War against waste

Plastics are everywhere! They’re handy and cheap, which is why their use has increased 20-fold in the last 50 years.

But for all their convenience, we know there are significant economic and environmental drawbacks to plastic.

It’s estimated around 6,300 Mt of plastic waste has been generated since plastics were introduced, of which around 9% was recycled, 12% incinerated, while 79% accumulated in landfills or the natural environment.

If nothing changes, it’s possible by 2050 our oceans could contain more plastics than fish (by weight).

We clearly need to do something to solve this problem, but should we be aiming for a global stop to the use of plastics? Or are we better off focusing on finding innovative ways to redesign and reinvent plastics based on circular economy principles?

Join Dr Bronwyn Laycock as we explore this important global issue.

When Monday, 11 September 2017
Time 6:30pm to 7:30pm
Venue The Edge, State Library of Queensland, South Brisbane
Arrangements Doors open at 6:00pm
Refreshments Light refreshments will be provided following the presentation
RSVP This is a free event. Please register to secure your seat.

Meet the presenter:

Bronwyn LaycockDr Bronwyn Laycock is a Senior Lecturer with the University of Queensland’s School of Chemical Engineering and the Dow Centre for Sustainable Engineering Innovation. Her specialisation is polymer science with a focus on materials for the new plastics economy.

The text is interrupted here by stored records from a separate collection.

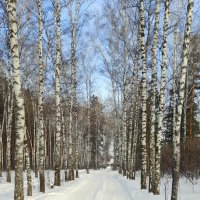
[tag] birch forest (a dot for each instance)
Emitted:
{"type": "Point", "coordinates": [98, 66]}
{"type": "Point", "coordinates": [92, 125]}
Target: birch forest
{"type": "Point", "coordinates": [99, 86]}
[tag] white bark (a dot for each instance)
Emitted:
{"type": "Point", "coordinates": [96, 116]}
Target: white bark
{"type": "Point", "coordinates": [40, 104]}
{"type": "Point", "coordinates": [161, 101]}
{"type": "Point", "coordinates": [176, 137]}
{"type": "Point", "coordinates": [20, 121]}
{"type": "Point", "coordinates": [57, 96]}
{"type": "Point", "coordinates": [153, 100]}
{"type": "Point", "coordinates": [144, 98]}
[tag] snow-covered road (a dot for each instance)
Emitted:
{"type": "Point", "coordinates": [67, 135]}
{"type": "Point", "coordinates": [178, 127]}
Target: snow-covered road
{"type": "Point", "coordinates": [100, 185]}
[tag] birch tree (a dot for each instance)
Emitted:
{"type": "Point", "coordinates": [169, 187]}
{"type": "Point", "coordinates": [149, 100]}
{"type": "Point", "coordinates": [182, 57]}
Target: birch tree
{"type": "Point", "coordinates": [57, 94]}
{"type": "Point", "coordinates": [9, 120]}
{"type": "Point", "coordinates": [40, 104]}
{"type": "Point", "coordinates": [144, 98]}
{"type": "Point", "coordinates": [20, 121]}
{"type": "Point", "coordinates": [176, 136]}
{"type": "Point", "coordinates": [153, 99]}
{"type": "Point", "coordinates": [161, 101]}
{"type": "Point", "coordinates": [73, 98]}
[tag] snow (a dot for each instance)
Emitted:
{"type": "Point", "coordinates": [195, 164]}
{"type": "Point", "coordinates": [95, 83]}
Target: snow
{"type": "Point", "coordinates": [101, 185]}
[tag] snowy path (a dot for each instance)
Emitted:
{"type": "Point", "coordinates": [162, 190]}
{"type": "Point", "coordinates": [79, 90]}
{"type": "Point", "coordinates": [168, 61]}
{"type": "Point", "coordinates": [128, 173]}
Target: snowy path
{"type": "Point", "coordinates": [100, 185]}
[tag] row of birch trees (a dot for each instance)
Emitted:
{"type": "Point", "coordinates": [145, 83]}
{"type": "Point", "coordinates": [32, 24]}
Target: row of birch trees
{"type": "Point", "coordinates": [148, 58]}
{"type": "Point", "coordinates": [50, 119]}
{"type": "Point", "coordinates": [44, 126]}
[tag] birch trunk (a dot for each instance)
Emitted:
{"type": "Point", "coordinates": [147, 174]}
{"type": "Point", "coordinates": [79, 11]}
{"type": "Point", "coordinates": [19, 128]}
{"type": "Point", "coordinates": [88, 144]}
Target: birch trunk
{"type": "Point", "coordinates": [73, 103]}
{"type": "Point", "coordinates": [153, 100]}
{"type": "Point", "coordinates": [40, 104]}
{"type": "Point", "coordinates": [57, 95]}
{"type": "Point", "coordinates": [28, 168]}
{"type": "Point", "coordinates": [176, 137]}
{"type": "Point", "coordinates": [20, 121]}
{"type": "Point", "coordinates": [161, 101]}
{"type": "Point", "coordinates": [9, 121]}
{"type": "Point", "coordinates": [144, 98]}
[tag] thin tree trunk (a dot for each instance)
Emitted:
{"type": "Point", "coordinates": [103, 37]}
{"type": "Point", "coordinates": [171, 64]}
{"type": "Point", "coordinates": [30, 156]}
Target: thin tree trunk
{"type": "Point", "coordinates": [161, 101]}
{"type": "Point", "coordinates": [57, 94]}
{"type": "Point", "coordinates": [40, 104]}
{"type": "Point", "coordinates": [28, 168]}
{"type": "Point", "coordinates": [153, 100]}
{"type": "Point", "coordinates": [20, 121]}
{"type": "Point", "coordinates": [144, 99]}
{"type": "Point", "coordinates": [176, 137]}
{"type": "Point", "coordinates": [9, 120]}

Dr Laycock has a diverse background in translational research. As a former Senior Research Scientist (CSIRO Division of Molecular Science), she was awarded the Joint CSIRO Medal for Research Achievement 2009 for her work on the extended wear contact lenses, which are now recognised as CSIRO’s fourth top invention. She has also been awarded a Joint Chairman’s Award for research/commercialization (CRC for Polymers) and an Excellence in Innovation Award (CRC Association) and holds 15 patents in areas ranging from high temperature aircraft composites to bacterially derived biopolymers.